5. Significance and Conclusion

Trustworthy AI in Health: The paper argues that for AI systems to have a positive real-world impact in healthcare, they must be evaluated through a multi-stakeholder lens. Relying solely on technical metrics (faithfulness) or user satisfaction is insufficient; medical correctness and tone are equally critical.
Iterative Development: QUORUM serves as a "quick probe" for iterative system development, allowing developers to identify specific areas of divergence (e.g., tone vs. accuracy) to refine prompts and retrieval strategies.
Scalability: The framework and pipeline are designed to be adaptable to other populations and medical conditions, provided the knowledge base and user data structures are updated.

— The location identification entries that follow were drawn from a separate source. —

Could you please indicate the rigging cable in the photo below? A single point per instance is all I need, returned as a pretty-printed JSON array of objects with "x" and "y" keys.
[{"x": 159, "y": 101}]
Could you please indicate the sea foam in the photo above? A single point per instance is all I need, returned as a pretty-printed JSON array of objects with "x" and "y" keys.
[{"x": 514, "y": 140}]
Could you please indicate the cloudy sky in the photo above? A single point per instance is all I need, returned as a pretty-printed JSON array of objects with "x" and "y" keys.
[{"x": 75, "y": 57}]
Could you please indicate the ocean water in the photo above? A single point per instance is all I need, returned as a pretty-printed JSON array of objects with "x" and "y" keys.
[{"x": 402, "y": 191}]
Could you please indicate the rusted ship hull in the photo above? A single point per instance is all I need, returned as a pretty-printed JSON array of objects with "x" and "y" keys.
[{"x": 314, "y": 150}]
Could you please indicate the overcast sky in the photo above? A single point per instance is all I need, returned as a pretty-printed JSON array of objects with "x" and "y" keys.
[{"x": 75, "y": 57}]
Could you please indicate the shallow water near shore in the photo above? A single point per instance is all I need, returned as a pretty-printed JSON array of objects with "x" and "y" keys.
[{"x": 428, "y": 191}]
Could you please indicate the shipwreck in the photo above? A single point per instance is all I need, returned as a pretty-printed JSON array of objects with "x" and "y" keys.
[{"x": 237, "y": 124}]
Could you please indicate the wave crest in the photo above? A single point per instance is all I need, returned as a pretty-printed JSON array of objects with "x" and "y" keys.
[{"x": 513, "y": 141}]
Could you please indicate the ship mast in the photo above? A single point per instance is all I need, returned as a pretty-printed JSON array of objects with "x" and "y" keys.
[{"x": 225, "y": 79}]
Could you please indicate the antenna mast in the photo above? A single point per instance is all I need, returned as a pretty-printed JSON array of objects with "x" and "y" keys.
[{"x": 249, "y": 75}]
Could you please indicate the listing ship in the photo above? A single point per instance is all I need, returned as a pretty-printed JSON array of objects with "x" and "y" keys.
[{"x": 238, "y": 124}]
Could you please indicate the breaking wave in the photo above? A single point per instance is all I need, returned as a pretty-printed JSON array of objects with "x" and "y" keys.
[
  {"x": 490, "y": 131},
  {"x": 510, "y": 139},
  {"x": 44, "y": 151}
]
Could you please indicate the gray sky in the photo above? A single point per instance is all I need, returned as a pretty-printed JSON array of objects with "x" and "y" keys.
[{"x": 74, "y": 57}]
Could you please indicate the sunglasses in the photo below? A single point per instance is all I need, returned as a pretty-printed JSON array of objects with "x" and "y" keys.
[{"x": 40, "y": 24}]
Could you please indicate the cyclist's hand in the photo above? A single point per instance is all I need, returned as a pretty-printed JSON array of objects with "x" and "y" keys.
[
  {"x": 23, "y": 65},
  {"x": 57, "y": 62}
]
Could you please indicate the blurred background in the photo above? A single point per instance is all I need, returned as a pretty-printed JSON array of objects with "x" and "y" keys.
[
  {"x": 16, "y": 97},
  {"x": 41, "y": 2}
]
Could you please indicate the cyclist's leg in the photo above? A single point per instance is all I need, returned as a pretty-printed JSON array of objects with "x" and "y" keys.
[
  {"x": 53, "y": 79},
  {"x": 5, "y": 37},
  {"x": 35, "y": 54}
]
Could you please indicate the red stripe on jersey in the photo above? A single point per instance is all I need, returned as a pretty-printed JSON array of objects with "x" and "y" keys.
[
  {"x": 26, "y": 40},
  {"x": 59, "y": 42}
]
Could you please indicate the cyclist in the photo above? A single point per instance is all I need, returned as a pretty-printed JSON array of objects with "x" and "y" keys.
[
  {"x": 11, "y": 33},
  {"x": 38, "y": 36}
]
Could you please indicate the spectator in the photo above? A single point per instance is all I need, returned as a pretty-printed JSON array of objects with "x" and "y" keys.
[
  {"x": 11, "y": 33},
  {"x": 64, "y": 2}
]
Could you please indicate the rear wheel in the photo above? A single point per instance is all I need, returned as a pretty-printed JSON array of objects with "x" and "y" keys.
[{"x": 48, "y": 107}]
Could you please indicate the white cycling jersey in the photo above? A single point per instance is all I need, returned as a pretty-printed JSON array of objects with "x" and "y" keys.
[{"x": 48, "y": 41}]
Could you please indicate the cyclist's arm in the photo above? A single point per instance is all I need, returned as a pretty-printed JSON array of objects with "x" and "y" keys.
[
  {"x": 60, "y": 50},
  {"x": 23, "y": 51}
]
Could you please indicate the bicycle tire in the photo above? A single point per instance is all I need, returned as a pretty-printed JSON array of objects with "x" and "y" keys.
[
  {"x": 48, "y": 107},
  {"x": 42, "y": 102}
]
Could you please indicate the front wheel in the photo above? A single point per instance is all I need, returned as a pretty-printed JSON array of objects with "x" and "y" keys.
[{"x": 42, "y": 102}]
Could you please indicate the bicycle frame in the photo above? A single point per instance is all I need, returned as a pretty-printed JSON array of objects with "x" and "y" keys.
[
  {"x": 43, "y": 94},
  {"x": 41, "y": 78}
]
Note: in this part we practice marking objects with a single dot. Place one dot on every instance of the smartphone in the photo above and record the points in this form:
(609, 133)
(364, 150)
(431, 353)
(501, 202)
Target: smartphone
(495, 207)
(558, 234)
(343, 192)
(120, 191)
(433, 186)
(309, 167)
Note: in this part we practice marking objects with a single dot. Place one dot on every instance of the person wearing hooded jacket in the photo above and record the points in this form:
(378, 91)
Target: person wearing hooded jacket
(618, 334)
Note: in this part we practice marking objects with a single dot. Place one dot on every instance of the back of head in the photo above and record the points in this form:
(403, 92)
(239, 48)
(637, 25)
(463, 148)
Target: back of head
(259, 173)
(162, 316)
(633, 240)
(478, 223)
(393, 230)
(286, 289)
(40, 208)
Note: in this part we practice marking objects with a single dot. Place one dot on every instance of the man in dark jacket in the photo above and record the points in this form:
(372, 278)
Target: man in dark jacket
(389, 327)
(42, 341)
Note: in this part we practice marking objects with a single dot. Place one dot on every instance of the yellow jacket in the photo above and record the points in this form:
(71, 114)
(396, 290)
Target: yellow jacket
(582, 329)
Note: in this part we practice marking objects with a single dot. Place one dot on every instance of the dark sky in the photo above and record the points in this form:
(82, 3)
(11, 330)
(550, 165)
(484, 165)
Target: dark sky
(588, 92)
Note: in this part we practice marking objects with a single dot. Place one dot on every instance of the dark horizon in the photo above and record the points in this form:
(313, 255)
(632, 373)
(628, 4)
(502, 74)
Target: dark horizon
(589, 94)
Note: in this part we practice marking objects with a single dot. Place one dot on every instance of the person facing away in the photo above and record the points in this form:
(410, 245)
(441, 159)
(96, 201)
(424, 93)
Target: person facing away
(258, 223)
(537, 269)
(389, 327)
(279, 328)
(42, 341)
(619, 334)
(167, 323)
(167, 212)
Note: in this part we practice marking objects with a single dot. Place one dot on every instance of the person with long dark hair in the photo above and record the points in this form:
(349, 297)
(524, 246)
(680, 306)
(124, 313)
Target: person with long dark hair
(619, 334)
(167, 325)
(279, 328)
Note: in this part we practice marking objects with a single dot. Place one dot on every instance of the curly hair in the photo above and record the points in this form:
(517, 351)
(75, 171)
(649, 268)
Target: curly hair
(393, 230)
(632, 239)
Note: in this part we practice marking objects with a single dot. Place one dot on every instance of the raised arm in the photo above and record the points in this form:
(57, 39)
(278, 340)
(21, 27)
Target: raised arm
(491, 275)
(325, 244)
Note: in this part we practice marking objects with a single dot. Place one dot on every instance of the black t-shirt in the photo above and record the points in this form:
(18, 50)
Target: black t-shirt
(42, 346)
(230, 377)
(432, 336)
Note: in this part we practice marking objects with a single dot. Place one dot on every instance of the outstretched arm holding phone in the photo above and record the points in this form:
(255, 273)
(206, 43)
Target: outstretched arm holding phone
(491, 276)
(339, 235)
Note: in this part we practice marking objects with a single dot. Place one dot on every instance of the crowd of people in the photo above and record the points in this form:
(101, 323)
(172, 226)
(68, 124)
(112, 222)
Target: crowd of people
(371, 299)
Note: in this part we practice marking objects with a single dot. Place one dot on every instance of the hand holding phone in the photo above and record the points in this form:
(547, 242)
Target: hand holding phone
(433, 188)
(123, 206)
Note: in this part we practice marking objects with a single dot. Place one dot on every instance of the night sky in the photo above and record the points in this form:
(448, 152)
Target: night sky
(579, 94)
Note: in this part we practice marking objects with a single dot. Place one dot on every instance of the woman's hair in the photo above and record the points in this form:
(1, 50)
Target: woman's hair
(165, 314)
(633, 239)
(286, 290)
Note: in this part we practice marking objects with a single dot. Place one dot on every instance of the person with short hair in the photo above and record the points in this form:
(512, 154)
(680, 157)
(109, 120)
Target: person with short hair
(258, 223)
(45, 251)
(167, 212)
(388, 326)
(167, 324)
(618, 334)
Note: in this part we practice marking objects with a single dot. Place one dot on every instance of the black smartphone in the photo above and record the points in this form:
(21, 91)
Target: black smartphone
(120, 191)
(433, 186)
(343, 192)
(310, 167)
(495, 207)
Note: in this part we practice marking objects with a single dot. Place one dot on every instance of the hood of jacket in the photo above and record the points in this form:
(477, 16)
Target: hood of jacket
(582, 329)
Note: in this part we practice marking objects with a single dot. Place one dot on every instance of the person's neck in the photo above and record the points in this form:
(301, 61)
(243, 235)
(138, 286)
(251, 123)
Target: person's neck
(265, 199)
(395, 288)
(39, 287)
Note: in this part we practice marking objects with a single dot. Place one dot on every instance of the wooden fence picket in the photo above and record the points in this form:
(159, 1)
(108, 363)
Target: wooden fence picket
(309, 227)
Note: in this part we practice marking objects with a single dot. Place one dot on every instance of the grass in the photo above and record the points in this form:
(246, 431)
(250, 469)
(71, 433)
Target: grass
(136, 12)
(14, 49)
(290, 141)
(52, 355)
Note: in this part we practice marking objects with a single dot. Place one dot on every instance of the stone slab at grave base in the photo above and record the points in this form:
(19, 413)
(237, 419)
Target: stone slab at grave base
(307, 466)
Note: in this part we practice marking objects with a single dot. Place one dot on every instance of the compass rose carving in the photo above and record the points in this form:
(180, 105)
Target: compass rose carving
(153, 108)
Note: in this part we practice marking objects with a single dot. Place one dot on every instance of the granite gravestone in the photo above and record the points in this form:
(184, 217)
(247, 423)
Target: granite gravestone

Limitations: The study was limited to one use case (cancer), a specific proprietary model (GPT-4o), and a relatively small sample size for expert evaluation. Future work should explore open-source models and longer-term data patterns.

In summary, the paper successfully demonstrates that while LLMs can generate high-quality health counseling, a unified evaluation framework like QUORUM is essential to align the often conflicting priorities of users, medical experts, and developers to ensure the system is safe, effective, and trustworthy.